COVID life has lingered long enough now that I can’t remember The Before, or BC (before COVID). School let out for the “summer” but what does that mean, when school let out in March, really? And what is a summer without vacations or camps or any summertime rituals we’re used to?
The girls didn’t join in any of the BLM protests but Eva has gotten a lot more woke about the mistreatment of Blacks in American society and wants to read about slavery and is constantly aghast about the lack of humanity in the practice. She learned yesterday that Thomas Jefferson and George Washington kept slaves and this shocked her. I explained that while people can do good things, they also do terrible things, and that’s the complexity of life and human beings.
LA County is still seeing climbing numbers, but climbing steadily and not exponentially (like some places, cough Texas cough). Cooped up too long, I’ve relaxed some of my more vigilant anti-COVID practices and have let the girls have outdoor playdates with the siblings Brandon and Emma, with whom we carpooled. The kids sprung to life when they could all be together again, I was delighted for them and sad at the same time, knowing how much socializing they’ve missed.
My friend squads are getting together for socially distanced hangs in the pool or out in courtyards or at parks. Last weekend a bunch of us from NPR hung out together to gossip and complain (as journalists are wont to do) and it felt great. Well, at least until I overheated. I showed up in my “Merry Merry Merry” Christmas sweatshirt so I lasted for about 45 minutes out there in the blazing sun before having to bounce.
There’s no end to this in sight. School probably won’t start in the fall. Uncertainty and just living in the moment is the way forward, as it’s the only option.
If you’re not still in shock, you’re probably grieving the way things used to be. Life as we knew it melted away so fast we didn’t even get to say goodbye. My four-year-old asked me permission to touch her face today — she had an itch.

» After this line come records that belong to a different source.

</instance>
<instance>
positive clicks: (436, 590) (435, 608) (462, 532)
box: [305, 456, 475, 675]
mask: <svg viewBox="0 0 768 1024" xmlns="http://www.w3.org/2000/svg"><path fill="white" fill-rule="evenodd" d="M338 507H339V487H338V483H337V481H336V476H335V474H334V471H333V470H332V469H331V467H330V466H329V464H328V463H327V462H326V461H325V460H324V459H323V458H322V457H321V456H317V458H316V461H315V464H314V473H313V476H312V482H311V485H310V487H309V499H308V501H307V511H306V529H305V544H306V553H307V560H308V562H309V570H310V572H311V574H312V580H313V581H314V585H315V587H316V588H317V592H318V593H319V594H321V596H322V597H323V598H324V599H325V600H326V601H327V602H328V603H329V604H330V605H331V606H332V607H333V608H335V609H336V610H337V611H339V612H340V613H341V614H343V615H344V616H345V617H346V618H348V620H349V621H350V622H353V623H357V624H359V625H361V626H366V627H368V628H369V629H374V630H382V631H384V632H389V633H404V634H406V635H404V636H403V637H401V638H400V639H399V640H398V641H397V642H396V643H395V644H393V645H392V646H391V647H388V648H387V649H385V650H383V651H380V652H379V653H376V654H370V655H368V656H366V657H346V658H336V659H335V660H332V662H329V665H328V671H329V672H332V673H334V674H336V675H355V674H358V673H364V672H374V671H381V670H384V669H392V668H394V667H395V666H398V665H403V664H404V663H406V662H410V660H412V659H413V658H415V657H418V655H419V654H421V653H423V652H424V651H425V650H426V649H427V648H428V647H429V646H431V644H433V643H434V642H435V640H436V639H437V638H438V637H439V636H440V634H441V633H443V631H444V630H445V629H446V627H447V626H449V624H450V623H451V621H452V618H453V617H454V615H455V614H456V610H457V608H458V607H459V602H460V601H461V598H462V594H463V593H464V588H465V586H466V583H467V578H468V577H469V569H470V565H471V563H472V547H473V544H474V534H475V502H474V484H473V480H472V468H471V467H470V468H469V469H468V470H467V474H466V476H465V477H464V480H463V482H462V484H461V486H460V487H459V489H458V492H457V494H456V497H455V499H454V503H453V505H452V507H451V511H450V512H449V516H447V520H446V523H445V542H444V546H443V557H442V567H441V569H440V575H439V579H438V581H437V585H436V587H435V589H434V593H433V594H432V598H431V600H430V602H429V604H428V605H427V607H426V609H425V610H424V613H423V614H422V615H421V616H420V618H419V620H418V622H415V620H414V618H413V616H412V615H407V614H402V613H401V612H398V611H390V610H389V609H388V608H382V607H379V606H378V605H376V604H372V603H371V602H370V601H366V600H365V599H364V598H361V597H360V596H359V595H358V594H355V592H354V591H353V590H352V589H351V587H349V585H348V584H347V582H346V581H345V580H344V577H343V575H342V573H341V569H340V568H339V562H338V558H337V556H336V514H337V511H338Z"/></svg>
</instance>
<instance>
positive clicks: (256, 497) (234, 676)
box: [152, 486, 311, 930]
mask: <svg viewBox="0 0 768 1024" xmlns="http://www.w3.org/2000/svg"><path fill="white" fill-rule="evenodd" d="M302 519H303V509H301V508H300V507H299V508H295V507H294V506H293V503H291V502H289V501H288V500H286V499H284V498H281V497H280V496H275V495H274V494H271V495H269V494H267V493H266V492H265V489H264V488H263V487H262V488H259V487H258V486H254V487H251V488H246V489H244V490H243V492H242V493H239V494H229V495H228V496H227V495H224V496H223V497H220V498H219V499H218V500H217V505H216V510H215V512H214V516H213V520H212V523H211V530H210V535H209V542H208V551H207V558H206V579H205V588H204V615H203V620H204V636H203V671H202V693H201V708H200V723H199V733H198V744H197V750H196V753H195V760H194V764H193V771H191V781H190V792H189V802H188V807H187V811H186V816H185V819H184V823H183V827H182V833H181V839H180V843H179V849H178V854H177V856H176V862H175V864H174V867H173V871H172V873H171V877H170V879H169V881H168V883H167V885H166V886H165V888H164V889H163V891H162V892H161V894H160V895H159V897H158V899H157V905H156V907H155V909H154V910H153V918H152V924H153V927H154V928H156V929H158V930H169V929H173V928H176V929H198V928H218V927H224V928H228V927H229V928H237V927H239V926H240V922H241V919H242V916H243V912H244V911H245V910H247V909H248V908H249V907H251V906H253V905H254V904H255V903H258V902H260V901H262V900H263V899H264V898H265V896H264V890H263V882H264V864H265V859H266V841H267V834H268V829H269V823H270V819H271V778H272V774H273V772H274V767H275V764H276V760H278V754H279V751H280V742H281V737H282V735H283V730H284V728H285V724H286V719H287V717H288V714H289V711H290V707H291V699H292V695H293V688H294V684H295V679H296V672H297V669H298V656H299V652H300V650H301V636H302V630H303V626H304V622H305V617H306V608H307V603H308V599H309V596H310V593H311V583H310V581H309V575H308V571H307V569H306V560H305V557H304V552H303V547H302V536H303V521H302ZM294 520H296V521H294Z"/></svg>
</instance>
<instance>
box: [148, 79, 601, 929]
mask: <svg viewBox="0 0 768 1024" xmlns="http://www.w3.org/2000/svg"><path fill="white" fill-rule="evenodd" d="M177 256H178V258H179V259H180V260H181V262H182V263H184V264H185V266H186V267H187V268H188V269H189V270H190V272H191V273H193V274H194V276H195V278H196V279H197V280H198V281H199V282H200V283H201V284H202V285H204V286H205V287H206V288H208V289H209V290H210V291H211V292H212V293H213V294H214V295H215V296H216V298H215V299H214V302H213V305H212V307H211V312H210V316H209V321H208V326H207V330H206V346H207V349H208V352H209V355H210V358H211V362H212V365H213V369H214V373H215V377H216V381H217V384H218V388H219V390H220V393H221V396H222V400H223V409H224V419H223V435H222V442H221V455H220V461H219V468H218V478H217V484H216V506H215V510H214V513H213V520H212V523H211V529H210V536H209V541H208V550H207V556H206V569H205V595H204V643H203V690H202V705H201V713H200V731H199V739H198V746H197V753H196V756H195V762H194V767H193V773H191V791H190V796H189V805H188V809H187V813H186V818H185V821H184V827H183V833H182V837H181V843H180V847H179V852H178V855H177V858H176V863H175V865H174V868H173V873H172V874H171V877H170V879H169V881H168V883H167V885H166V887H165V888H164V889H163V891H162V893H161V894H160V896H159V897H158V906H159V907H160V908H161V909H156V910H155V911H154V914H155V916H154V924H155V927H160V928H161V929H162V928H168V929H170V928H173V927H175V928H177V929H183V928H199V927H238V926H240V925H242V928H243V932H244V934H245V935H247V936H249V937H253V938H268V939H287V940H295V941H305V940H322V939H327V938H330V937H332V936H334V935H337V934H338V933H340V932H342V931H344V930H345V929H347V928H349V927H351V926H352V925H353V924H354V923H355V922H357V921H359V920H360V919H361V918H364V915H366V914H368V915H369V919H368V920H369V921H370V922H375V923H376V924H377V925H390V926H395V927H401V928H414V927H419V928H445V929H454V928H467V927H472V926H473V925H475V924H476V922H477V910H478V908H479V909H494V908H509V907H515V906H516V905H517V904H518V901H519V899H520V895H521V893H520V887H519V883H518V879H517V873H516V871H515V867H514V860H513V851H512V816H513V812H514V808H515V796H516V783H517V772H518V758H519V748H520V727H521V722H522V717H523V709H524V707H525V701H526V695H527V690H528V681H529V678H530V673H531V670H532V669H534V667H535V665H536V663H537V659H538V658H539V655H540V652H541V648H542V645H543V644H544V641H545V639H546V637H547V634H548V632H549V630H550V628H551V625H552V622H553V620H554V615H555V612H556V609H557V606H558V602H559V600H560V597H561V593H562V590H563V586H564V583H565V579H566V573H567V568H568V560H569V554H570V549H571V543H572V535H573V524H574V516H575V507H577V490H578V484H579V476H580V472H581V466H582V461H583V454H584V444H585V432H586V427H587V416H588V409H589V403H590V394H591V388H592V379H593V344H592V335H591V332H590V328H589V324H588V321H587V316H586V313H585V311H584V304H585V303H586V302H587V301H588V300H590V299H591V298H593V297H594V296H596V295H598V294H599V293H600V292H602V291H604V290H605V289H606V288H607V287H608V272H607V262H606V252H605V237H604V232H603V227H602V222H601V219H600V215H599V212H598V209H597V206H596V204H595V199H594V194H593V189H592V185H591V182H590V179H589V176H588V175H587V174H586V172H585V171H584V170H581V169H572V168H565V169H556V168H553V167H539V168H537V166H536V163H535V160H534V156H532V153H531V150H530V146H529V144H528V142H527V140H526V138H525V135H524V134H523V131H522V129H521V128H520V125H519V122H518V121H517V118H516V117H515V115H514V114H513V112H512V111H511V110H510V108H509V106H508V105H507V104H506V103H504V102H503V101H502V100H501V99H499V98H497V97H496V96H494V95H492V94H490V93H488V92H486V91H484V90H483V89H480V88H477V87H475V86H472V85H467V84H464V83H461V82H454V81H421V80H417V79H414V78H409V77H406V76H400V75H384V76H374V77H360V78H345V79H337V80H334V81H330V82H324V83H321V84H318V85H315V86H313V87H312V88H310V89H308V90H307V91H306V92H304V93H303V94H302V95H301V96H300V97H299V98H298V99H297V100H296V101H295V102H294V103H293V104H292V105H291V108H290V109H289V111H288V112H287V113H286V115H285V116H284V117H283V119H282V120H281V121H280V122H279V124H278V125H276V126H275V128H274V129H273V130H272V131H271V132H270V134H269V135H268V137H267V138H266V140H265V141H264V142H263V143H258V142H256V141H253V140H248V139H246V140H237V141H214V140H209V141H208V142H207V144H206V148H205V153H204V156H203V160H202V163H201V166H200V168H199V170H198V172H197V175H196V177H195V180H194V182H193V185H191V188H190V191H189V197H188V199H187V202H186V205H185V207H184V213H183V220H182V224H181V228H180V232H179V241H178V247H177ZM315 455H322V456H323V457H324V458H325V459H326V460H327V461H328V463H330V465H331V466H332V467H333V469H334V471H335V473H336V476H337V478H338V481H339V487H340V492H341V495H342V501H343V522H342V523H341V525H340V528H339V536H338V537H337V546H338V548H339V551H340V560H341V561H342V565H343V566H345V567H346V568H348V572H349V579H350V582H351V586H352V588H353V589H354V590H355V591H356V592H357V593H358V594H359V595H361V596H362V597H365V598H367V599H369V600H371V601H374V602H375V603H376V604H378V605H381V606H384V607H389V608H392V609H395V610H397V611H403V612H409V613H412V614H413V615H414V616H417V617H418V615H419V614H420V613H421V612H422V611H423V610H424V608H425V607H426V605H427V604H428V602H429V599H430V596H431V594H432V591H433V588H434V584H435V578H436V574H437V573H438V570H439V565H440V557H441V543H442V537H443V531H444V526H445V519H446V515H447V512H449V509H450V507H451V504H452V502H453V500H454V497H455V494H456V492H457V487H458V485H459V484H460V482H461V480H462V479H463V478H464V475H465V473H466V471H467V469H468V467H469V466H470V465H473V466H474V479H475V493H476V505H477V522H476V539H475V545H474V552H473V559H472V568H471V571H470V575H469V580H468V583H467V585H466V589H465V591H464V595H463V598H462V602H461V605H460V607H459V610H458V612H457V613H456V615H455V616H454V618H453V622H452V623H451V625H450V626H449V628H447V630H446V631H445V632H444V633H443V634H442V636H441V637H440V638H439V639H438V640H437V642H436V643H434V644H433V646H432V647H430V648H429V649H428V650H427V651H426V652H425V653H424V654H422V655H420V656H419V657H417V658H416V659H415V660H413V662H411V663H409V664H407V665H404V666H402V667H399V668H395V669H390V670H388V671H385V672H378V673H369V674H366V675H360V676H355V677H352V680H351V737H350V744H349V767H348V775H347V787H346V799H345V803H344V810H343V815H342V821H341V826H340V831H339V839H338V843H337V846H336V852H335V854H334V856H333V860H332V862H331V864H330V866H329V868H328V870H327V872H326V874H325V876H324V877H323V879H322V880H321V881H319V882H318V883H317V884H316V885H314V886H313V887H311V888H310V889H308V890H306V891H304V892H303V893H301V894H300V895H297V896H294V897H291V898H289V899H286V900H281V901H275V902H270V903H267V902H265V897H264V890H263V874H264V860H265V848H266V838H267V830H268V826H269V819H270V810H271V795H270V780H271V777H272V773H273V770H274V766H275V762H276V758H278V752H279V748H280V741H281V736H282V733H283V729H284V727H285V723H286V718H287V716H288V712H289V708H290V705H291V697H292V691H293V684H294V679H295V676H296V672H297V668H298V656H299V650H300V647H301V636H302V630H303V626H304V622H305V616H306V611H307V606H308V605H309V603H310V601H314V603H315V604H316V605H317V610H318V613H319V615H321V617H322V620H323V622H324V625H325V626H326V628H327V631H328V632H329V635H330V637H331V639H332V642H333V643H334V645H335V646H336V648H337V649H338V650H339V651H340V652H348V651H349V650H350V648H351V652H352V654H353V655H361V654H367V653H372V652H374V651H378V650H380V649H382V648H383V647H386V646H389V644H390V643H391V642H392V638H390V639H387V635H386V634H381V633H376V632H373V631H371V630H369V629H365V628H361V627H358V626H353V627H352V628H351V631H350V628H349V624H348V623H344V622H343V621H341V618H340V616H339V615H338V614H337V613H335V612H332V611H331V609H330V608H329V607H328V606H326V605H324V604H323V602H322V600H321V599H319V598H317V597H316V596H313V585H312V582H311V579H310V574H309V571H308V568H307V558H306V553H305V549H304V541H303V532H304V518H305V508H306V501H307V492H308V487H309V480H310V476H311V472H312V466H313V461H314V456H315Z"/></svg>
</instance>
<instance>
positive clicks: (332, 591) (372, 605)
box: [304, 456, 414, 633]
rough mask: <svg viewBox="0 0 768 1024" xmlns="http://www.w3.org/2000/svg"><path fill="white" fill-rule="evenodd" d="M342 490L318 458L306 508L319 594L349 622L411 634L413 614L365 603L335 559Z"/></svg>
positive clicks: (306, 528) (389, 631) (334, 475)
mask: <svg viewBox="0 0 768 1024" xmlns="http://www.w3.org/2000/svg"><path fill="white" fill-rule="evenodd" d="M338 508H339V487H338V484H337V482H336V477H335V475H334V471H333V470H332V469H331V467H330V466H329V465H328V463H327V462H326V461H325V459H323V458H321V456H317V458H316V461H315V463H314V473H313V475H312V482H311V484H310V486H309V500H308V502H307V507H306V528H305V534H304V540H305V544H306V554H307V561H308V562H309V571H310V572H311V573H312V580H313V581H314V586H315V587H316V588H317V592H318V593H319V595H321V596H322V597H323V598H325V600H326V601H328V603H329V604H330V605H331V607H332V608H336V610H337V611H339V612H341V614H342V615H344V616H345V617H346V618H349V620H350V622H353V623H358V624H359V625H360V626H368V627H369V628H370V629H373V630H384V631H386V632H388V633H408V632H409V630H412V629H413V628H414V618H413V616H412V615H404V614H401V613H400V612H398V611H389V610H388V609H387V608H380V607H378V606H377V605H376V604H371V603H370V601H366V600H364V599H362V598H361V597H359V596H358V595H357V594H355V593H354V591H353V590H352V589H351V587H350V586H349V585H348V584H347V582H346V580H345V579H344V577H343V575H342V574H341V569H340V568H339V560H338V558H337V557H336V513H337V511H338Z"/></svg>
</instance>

My next door neighbor, who managed a high-end Venice restaurant called The Tasting Kitchen, has already lost his job and filed for unemployment. I am settling into a new normal of “working” while “teaching” homeschool. I taped an hourlong special that will air on NPR airwaves later this month from under a baby blanket in our guest room closet.
“We are all now in this boat: people whose daily lives have been obliterated, normalcy and joy replaced with fear and sadness. We will likely get a little sick. We will definitely know someone who gets sick, if we don’t already. Some people will get sicker. Others will die. Children will lose their mothers. And we have no choice but to witness it; we will spend the next few months being suspicious of the air we breathe, anticipating certain pain. We had the nicest plans, but.
If you want you can call this time period The Saddening, kind of like The Troubles. I might do that, treacle be damned, because it’s sad, what is happening, how we are trapped in it, how there’s nothing we can do to get out. So I’m just gonna be sad for a while. It will pass eventually and, when it does, everything will look a lot different.”